It is important to realize that the disinvestment which now strikes capitalism from within, through the unbounded desires which are bursting all the regular circuits which delimit and restrict our powers of experimentation, are, as a result, freeing unlimited power and are opening the way towards the tremendous and wonderful mutations foretold in SF, towards unverifiable psychic powers (as in D. Galouye's recently translated Lords of the Psychon). Instead of copying or masking "social reality," SF invents radically new societies, ephemeral models defined by the absolute opening up of libidinal production. Consequently it is inappropriate to apply to this literature the theoretical grids which have been developed on the basis of "our" blocked reality. Let us use rather this revolutionary power of invention (of connection) to imagine other realities. And in this way SF is utopian, for it is the social no-place through which intensive desires and currents pass: SF is directly related to those contemporary mutations of desire which, in recent interviews, P.K. Dick and Norman Spinrad have described as being on the rise in and against capitalist society. SF is destined to perish as it becomes the reality of the unforeseeable unbinding of desire.

NOTES BY TRANSLATOR

1. In his Encyclopédie de l'utopia et de la science fiction, Pierre Versins discusses, under the heading "Immortality," the Epic of Gilgamesh as well as the novels of van Vogt and Spinrad.

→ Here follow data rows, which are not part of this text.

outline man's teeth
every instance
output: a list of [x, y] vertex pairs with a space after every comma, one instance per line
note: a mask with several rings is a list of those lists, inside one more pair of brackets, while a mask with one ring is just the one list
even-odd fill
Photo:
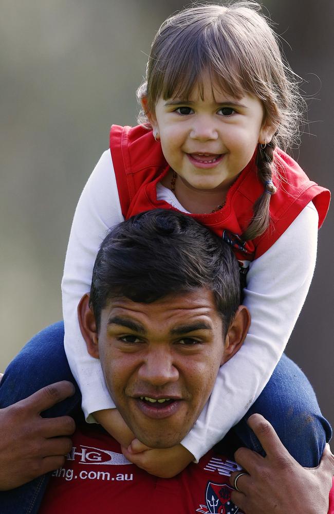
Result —
[[149, 398], [149, 396], [141, 396], [140, 399], [145, 400], [146, 401], [150, 401], [151, 403], [155, 403], [157, 401], [158, 403], [163, 403], [164, 401], [169, 401], [171, 398], [160, 398], [159, 400], [155, 400], [154, 398]]

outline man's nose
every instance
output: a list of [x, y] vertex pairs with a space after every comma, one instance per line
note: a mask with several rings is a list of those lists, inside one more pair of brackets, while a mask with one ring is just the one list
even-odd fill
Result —
[[159, 387], [177, 381], [179, 372], [169, 351], [155, 349], [146, 355], [139, 368], [138, 377]]
[[195, 115], [192, 121], [192, 125], [190, 133], [191, 139], [199, 141], [218, 139], [218, 131], [211, 116]]

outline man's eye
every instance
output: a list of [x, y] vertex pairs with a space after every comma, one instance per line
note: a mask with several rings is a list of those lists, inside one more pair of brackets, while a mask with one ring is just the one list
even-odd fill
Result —
[[132, 335], [122, 336], [119, 339], [121, 341], [123, 341], [125, 343], [140, 343], [141, 340], [137, 336]]
[[222, 107], [218, 112], [220, 113], [223, 116], [231, 116], [235, 111], [231, 107]]
[[187, 116], [189, 114], [191, 114], [192, 111], [193, 109], [191, 109], [190, 107], [178, 107], [177, 109], [175, 109], [176, 113], [178, 113], [183, 116]]
[[183, 337], [182, 339], [179, 339], [178, 343], [179, 344], [184, 345], [184, 346], [194, 346], [198, 344], [200, 341], [197, 339], [194, 339], [193, 337]]

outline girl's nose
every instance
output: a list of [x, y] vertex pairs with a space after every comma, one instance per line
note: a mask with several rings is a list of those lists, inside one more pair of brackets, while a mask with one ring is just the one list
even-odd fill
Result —
[[193, 121], [189, 134], [191, 139], [197, 139], [198, 141], [217, 139], [218, 131], [212, 119], [203, 116], [198, 116]]

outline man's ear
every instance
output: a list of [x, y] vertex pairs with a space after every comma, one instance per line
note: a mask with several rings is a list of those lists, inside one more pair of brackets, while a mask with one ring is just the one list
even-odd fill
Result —
[[79, 324], [81, 334], [86, 341], [88, 353], [92, 357], [99, 359], [99, 338], [96, 329], [95, 316], [89, 304], [89, 295], [86, 293], [78, 306]]
[[248, 309], [245, 305], [239, 305], [227, 331], [221, 365], [227, 362], [239, 350], [250, 325], [250, 315]]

2 Puig Antich was a young anarchist garrotted by the Franco government in 1974.

ABSTRACT

SF is a revolutionary, mutant literature. But it is hard to see how it can escape the scandalous classification that presently consigns it to the dungeons of para-literature (a vile concept, deserving only history’s garbage-can) as long as the swampy amalgam which has been trying to engulf it endures. Most SF specialists are responsible for sustaining this smug amalgam when they study SF only according to its themes or history, concepts too broad to assist in determining the differences between, say, H. Beam Piper and P. K. Dick. Instead of copying or masking "social reality," SF invents radically new societies, ephemeral models defined by the absolute opening up of libidinal production. Consequently, it is inappropriate to apply to this literature the irrelevant theoretical grids—the searches for themes or lists of writers—that have developed. SF is utopian, for it is the social no-place through which intensive desires and currents pass: SF is directly related to those contemporary mutations of desire which, in recent interviews, P. K. Dick and Norman Spinrad have described as being on the rise in and against capitalist society. SF is destined to perish as it becomes the reality of an unforeseeable unbinding of desire.